The premise of "Box of Moonlight" is indeed a romantic one. Two complete opposites who by all accounts would steer clear of each other are instinctively drawn together when destiny wills a chance encounter. They will learn important life lessons from each other and part the richer. It is in effect a delightful spin on the buddy movie.
John Turturro and Sam Rockwell are the least likely buddies one could imagine. Turturro plays the rigid, time obsessive and orderly engineer against Rockwell's wild, irresponsible back to nature outcast. Turturro's Al Fountain senses much is not well in his life and subconsciously perceives that Rockwell's "The Kid" might just be what he is so much in need of; someone to release those parts of his personality which adulthood and its encumbering responsibilities has suffocated. "The Kid" indeed accomplishes this in a variety of ways including coaxing Al to reach his inner child in the wonderful tomato throwing scene and luring him into an touching adolescent one night stand with Floatie played beautifully by Catherine Keener, a DiCillo favorite. By the end of the movie Al will return home a far better husband and father.
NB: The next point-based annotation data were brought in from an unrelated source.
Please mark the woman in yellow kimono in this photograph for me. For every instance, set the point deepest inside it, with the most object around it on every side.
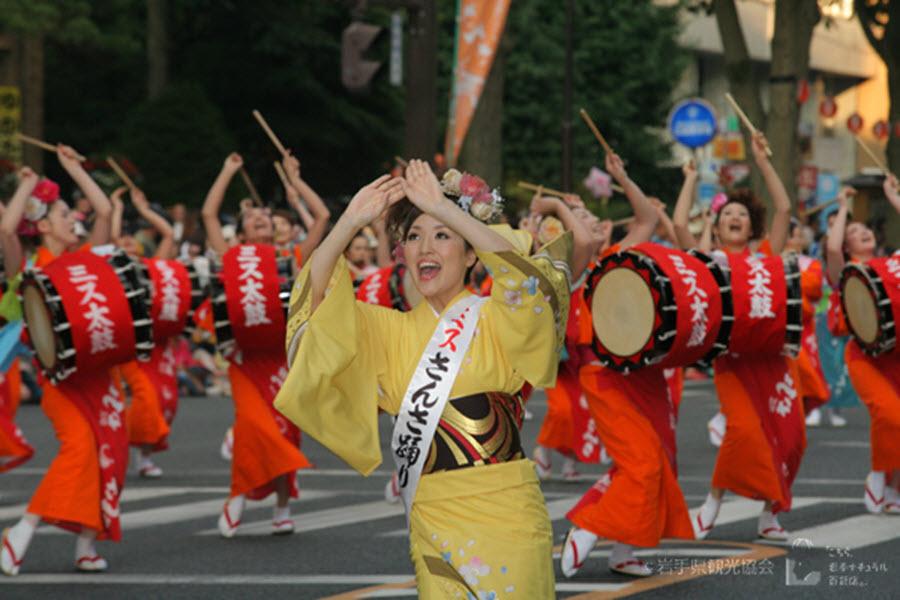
(478, 523)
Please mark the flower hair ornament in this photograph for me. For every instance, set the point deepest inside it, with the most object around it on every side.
(45, 193)
(473, 195)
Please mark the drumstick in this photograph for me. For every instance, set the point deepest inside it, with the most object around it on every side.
(551, 192)
(819, 208)
(878, 162)
(121, 173)
(281, 174)
(42, 144)
(590, 123)
(251, 188)
(744, 118)
(262, 123)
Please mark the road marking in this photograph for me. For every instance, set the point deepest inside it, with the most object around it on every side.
(740, 509)
(187, 511)
(173, 579)
(853, 532)
(132, 494)
(324, 519)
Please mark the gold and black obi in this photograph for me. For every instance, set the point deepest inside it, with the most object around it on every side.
(477, 430)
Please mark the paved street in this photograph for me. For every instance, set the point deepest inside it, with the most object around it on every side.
(351, 544)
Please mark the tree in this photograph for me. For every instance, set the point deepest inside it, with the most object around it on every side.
(794, 24)
(627, 62)
(880, 21)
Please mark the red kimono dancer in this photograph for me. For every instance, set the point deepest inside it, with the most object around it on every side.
(14, 448)
(568, 427)
(811, 384)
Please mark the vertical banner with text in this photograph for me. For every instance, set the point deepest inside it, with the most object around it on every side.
(479, 26)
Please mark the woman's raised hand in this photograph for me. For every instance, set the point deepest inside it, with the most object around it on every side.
(422, 187)
(370, 202)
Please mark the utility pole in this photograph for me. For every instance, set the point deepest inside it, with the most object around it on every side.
(420, 139)
(567, 184)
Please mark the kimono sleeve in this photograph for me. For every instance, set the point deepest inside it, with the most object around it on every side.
(529, 307)
(337, 356)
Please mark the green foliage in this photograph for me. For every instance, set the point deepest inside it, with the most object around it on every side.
(178, 141)
(626, 65)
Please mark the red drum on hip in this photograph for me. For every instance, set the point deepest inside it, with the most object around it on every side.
(653, 305)
(870, 297)
(767, 304)
(86, 313)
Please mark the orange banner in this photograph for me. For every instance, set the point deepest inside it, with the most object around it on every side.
(479, 28)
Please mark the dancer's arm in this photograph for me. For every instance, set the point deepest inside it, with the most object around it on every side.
(682, 214)
(781, 220)
(167, 235)
(835, 248)
(645, 217)
(213, 202)
(367, 205)
(102, 207)
(9, 224)
(319, 212)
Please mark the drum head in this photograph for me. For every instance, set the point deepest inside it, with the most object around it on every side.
(862, 313)
(410, 291)
(623, 311)
(40, 326)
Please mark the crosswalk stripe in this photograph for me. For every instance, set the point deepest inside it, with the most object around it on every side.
(852, 532)
(187, 511)
(324, 519)
(133, 494)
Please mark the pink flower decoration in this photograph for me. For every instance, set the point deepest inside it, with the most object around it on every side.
(472, 185)
(598, 183)
(47, 191)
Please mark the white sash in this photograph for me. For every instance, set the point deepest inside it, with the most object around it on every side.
(428, 392)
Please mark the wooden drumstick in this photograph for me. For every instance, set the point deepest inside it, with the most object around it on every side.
(121, 173)
(281, 174)
(262, 123)
(42, 144)
(250, 187)
(745, 119)
(590, 123)
(551, 192)
(878, 161)
(819, 208)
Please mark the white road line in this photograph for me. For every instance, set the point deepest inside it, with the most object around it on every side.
(801, 481)
(172, 579)
(324, 519)
(853, 532)
(844, 444)
(129, 494)
(740, 509)
(166, 515)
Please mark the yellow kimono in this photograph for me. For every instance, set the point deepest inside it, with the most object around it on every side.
(474, 531)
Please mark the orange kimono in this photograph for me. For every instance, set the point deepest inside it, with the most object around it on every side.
(559, 430)
(14, 448)
(811, 384)
(266, 445)
(876, 380)
(146, 423)
(638, 501)
(765, 434)
(70, 495)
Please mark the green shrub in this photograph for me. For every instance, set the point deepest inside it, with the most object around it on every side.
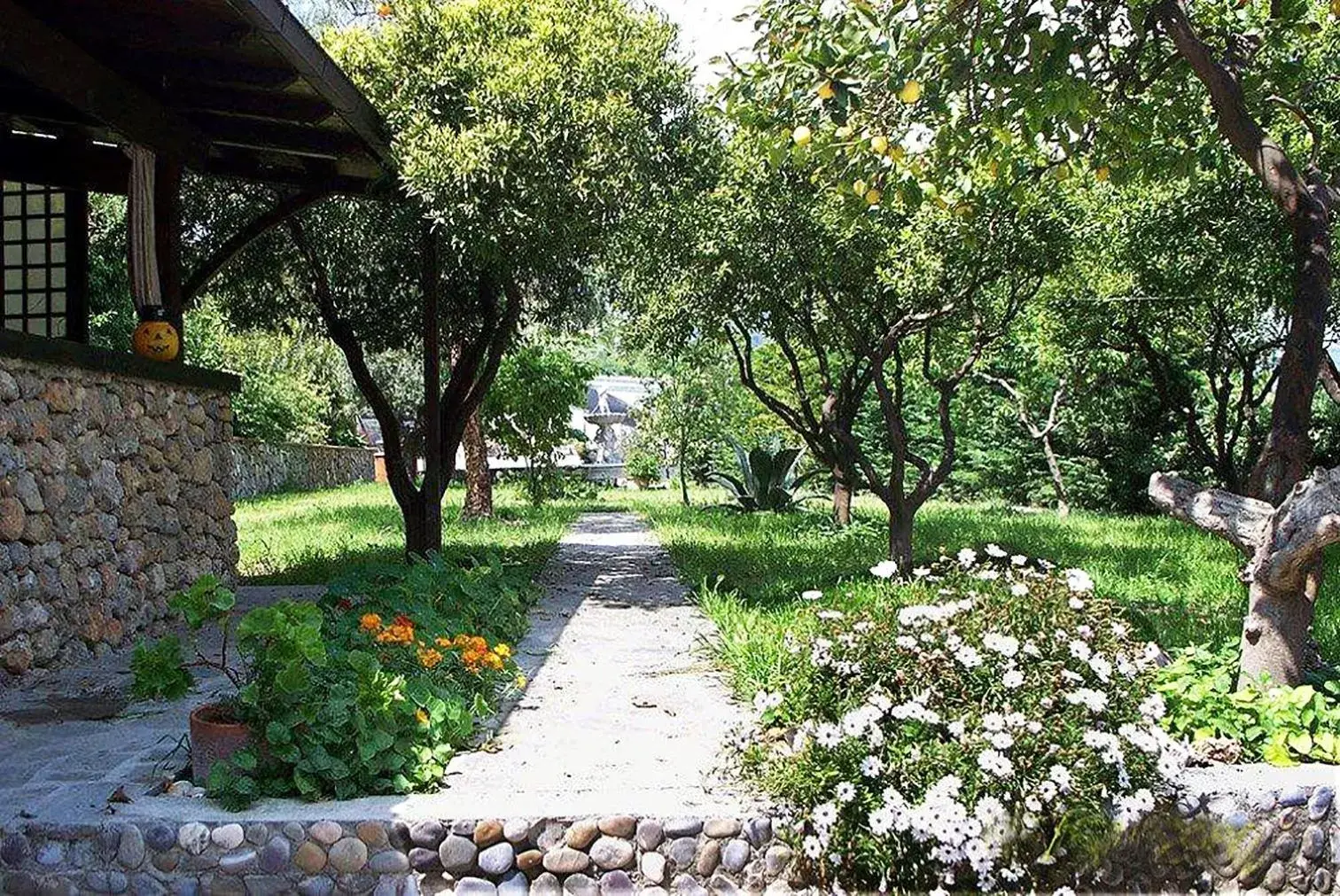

Just how Rockwell's "The Kid" will be effected is less clear. He is clearly a severely deluded character functioning more as a symbol rather than a credible person. In lesser hands it could have come off ludicrous, but Rockwell nails it perfectly in what would be his break through role. There's a palpable chemistry between the buddies which is so vital for making this story work.
"Box of Moonlight" is a modern day fable, a cautionary tale reminding us not to allow adulthood smother us. It's a tale told with tremendous charm and a movie to be cherished.